Изменить стиль страницы

— Пиво тепловатое, — заметил Томми. — А должно быть холодное. Запомните. — И, отбивая такт запятнанным указательным пальцем, с изысканным произношением процитировал слоган: — «Теплое пиво при зное — просто помои». — Выпил полных шесть дюймов и опять вытер рот. — Да все равно вкусно. Знал я одного парня, — рассказывал он, — крупный тип, почти семи футов ростом, терпеть не мог холодное. Держал в горячей ручище. Нагревалось адски. Ему так нравилось. Звали его Нэбби Адаме. Из полиции. Вы его не знаете.

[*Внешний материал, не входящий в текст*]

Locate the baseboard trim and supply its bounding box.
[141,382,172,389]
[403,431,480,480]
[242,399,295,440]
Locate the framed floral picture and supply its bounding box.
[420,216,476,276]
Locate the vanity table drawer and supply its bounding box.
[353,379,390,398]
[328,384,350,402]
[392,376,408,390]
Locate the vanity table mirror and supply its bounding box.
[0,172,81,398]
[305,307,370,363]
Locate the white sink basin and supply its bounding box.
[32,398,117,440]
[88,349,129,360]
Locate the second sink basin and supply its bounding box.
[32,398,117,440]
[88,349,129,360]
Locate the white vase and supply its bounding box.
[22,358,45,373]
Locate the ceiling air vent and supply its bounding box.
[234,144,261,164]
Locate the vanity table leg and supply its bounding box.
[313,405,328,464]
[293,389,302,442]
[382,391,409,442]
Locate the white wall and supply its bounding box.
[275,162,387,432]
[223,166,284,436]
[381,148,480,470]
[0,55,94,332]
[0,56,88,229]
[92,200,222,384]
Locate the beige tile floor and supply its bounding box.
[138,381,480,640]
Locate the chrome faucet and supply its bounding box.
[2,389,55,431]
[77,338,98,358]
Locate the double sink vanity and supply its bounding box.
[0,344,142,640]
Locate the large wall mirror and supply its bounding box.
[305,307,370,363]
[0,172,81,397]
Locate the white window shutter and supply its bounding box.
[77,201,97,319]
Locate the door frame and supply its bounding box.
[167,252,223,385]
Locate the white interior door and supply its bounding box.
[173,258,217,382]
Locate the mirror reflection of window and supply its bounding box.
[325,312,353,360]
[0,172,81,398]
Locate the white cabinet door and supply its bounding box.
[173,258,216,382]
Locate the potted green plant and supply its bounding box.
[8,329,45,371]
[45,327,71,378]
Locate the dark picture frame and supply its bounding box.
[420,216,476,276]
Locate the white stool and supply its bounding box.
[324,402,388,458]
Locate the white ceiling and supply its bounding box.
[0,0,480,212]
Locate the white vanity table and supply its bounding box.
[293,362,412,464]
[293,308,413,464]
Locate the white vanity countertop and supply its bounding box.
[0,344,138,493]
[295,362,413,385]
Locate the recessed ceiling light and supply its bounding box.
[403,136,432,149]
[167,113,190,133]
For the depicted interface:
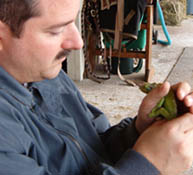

Все тукай поднялись, как один, готовые уйти, зная, что гости в хороших руках.

— Утром, — сказал Томми. — О делах утром поговорим.

— Терима касен, — сказал Краббе, выставив растопыренные пальцы. — Сье, сье, тукай. Вань ань.

— Язык немножечко знаешь, да? — позавидовал Томми. — Я не такой умный.

— Пиво, — провозгласил Краббе со слишком старательной артикуляцией, — само по себе язык.

— Богом клянусь, хорошо. Записать надо. — Но голова Томми упала на худенькое плечо терпеливой девушки, сидевшей у него на коленях. — Готов лечь. Веди меня домой, любовь моя. — Тукай благосклонно махнули на дверь.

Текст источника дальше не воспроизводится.